Intel presenta objetivos ambiciosos durante el Investor Meeting 2022

Intel presentó nuevos y ambiciosos objetivos de crecimiento a largo plazo durante su Investor Meeting de 2022, que buscarían aprovechar la “era de demanda sin precedentes de semiconductores”. Sin embargo, el alcance de los objetivos presentados y el costo que pudieran representar, como lo son la instalación de nuevas plantas de fundición, provocaron ciertas dudas sobre analistas e inversionistas.

Intel estima que su margen de ganancias caiga este 2022 y luego se mantenga estable durante varios años mientras invierte en nuevas tecnologías y fábricas para satisfacer la creciente demanda de chips. Sin embargo, la compañía admitió que la inversión realizada podría tardar un par de años antes de comenzar a registrar beneficios.

“La continua proliferación de tecnología está impulsando una demanda sostenida a largo plazo de semiconductores, creando una oportunidad de mercado de mil millones de dólares para 2030”, dijo Pat Gelsinger, CEO de Intel, durante la presentación.

El ejecutivo detalló que la compañía se ha establecido el objetivo de crecimiento en ventas de 10 a 12 por ciento año con año para 2026, “duplicando la innovación, impulsando la colaboración aún más profunda con nuestros clientes y socios, y aprovechando nuestra fortalezas centrales para hacer crecer con éxito los mercados tradicionales e irrumpir en los nuevos”.

“Nuestros objetivos son ambiciosos, pero confío en que contamos con la estrategia y el equipo adecuados para alcanzarlos y ofrecer valor a largo plazo a nuestros accionistas”, agregó.

Para 2022, Intel espera ingresos de 76 mil millones de dólares; un margen bruto no GAAP del 52 por ciento (contra 58% de 2021); ganancias por acción (EPS, por sus siglas en inglés) no GAAP de 3.50 dólares; y gastos de capital netos de aproximadamente 27 mil millones de dólares.

El margen bruto se ajustaría hacia niveles de entre 51 y 53 por ciento en 2023 y 2024 antes de volver a subir a entre 54 y 58 por ciento en los años siguientes. Se espera que el flujo de efectivo libre ajustado sea negativo entre mil millones y 2 mil millones de dólares a medida que se aumentan las inversiones para acelerar el crecimiento a largo plazo.

Recomendamos: Intel entra al mundo cripto: chip para Blockchain saldrá en 2022

Aunque Intel advierte sobre los retos de la inversión y la obtención de beneficios, las estimaciones habrían sido incluso un tanto optimistas para los inversionistas y analistas. De acuerdo con el consenso publicado por MarketWatch, los analistas tendrían un objetivo EPS más moderado de 3.42 dólares por acción sobre ingresos de 74.9 mil millones de dólares para 2022, con márgenes de 51 a 54 por ciento en 2024, 54 a 58 por ciento en 2025, y crecimiento inicial de los ingresos de un solo dígito expandiéndose al doble dígito para 2026.

“Esperamos cumplir con los objetivos de crecimiento descritos hoy a través de nuestro enfoque renovado en mercados grandes y en crecimiento, inversiones en nuestra hoja de ruta tecnológica y un enfoque fiscal disciplinado”, dijo por su parte David Zinsner, director financiero de Intel.

Ante las dudas y retos sobre el plan de acción de la compañía, las acciones reportaron una caída de hasta 5.3 por ciento este lunes.
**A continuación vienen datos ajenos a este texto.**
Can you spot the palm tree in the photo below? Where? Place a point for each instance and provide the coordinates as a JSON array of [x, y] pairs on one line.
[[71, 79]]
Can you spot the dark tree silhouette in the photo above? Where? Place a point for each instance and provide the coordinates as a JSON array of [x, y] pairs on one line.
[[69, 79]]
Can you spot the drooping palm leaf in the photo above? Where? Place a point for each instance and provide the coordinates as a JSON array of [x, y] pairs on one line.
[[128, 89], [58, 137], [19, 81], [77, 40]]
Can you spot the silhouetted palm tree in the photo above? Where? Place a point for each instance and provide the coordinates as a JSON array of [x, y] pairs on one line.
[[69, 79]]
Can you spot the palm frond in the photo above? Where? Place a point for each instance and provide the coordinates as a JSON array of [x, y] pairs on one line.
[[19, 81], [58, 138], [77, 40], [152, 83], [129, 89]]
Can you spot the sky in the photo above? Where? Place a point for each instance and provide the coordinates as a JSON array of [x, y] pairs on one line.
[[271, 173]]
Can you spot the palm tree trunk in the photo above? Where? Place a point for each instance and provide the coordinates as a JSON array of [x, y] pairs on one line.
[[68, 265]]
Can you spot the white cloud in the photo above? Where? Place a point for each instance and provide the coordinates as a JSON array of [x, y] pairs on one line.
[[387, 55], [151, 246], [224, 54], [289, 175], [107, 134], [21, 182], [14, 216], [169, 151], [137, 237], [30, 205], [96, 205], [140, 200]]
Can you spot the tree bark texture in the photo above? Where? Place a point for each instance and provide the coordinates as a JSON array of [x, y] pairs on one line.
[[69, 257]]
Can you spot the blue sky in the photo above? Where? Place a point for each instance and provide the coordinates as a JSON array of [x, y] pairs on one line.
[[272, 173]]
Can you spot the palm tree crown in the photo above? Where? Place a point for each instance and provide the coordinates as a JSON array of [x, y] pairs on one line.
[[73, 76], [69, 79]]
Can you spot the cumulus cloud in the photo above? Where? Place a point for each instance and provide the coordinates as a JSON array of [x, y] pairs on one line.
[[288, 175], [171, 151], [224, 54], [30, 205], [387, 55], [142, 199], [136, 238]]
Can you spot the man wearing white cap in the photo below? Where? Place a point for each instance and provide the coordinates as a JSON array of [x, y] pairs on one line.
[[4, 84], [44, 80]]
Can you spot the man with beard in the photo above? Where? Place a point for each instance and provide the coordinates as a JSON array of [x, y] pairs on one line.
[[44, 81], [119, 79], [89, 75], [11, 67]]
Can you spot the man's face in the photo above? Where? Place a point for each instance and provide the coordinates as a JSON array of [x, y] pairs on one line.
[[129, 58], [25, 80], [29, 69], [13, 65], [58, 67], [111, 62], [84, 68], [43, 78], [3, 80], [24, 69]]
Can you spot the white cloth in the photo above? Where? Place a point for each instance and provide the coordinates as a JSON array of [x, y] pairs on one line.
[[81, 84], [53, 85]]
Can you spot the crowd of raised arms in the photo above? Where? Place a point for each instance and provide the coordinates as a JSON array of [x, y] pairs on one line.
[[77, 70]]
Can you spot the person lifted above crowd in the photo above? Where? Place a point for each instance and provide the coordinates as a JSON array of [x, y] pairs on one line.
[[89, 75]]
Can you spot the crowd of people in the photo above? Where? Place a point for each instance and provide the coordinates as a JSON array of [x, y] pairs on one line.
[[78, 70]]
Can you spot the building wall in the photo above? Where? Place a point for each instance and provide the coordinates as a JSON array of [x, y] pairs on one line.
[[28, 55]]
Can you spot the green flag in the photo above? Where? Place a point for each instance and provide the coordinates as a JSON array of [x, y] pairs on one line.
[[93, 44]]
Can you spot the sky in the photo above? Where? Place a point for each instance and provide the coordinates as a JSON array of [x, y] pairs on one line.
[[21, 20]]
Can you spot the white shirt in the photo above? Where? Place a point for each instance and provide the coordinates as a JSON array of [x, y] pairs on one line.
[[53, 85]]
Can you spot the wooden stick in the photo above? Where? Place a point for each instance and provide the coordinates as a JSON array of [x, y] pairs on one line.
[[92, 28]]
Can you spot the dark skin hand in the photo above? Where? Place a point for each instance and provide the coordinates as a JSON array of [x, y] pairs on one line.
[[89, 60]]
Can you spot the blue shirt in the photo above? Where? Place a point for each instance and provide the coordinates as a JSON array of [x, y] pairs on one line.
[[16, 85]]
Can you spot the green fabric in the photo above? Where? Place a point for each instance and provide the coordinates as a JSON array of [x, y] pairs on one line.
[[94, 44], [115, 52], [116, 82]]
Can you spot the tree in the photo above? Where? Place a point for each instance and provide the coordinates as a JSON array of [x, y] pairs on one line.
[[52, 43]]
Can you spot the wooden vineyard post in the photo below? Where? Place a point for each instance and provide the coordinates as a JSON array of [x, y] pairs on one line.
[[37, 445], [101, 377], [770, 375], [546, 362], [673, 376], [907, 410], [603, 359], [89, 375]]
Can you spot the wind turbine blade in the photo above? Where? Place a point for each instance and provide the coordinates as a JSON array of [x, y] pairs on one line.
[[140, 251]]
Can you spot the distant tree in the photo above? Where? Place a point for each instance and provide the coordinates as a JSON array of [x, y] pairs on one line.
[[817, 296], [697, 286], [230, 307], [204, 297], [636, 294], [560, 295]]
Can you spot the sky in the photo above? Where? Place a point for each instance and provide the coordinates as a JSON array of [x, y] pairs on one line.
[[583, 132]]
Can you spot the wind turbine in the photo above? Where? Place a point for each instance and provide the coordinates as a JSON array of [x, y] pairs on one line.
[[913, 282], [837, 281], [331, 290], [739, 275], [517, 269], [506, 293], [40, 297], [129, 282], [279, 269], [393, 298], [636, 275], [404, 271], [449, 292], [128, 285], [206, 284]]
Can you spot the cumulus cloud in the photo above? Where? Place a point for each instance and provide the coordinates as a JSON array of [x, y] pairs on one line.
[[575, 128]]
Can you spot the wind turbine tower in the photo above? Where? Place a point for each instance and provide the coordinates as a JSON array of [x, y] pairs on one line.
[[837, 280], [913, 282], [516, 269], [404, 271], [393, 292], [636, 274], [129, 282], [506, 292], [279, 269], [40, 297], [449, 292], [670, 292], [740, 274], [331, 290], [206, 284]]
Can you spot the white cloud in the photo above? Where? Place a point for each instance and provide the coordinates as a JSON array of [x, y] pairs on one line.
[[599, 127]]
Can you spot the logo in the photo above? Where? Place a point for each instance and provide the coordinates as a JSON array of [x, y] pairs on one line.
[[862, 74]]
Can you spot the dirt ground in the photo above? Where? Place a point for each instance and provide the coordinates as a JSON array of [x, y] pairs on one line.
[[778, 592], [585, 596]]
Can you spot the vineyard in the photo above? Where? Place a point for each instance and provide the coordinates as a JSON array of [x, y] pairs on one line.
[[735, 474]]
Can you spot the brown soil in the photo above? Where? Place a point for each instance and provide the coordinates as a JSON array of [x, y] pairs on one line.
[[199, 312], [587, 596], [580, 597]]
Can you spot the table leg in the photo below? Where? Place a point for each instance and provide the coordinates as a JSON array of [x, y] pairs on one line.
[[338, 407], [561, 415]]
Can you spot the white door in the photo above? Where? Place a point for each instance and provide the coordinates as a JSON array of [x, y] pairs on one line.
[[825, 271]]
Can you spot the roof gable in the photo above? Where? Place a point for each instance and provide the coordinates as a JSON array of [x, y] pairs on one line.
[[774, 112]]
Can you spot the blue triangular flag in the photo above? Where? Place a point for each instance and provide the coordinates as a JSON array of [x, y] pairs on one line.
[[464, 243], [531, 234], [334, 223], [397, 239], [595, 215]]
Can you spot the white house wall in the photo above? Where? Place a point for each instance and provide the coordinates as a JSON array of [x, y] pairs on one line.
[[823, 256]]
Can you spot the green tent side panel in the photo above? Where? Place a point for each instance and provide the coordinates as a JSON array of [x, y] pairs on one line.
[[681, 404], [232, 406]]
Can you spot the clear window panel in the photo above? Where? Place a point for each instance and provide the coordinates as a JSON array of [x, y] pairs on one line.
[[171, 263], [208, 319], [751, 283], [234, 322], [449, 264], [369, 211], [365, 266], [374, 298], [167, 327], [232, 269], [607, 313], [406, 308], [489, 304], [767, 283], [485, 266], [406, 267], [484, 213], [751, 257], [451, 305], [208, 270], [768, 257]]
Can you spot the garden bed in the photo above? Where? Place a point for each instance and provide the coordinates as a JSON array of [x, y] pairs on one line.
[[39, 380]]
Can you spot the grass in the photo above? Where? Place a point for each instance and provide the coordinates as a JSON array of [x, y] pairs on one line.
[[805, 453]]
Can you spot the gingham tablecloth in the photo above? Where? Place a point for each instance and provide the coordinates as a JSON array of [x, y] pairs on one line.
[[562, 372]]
En particular, los analistas cuestionaron la capacidad de Intel para entregar el crecimiento de ingresos estimado en medio de la creciente competencia en servidores y chips gráficos, además de nuevas noticias sobre el retraso del nuevo proceso de producción.

Actualización de la hoja de ruta Xeon

Al respecto, Intel reveló un retraso de 2023 a 2024 de la fabricación del chip enfocado en alimentar centros de datos de 7 nanómetros con nombre código “Granite Rapids“, destinado a ser el sucesor del chip Sapphire Rapids de 10 nm. Este nuevo chip perteneciente a la línea Xeon será actualizado al proceso de fabricación Intel 3 (3 nm) desde Intel 4 (7 nm) en 2024.

El chip actual Sapphire Rapids comenzará sus primeros envíos el próximo mes, con el cual, Intel espera “ampliar su posición de liderazgo en el centro de datos en varias áreas clave, incluido el rendimiento de la IA y las funciones de seguridad”.En 2023, Intel entregará Emerald Rapids, el procesador P-core de próxima generación en el nodo de proceso Intel 7 (10 nm Enhanced SuperFin). El procesador será una actualización compatible con socket para Sapphire Rapids, que promete una mejora en el rendimiento y amplía los beneficios de memoria y seguridad en la plataforma existente.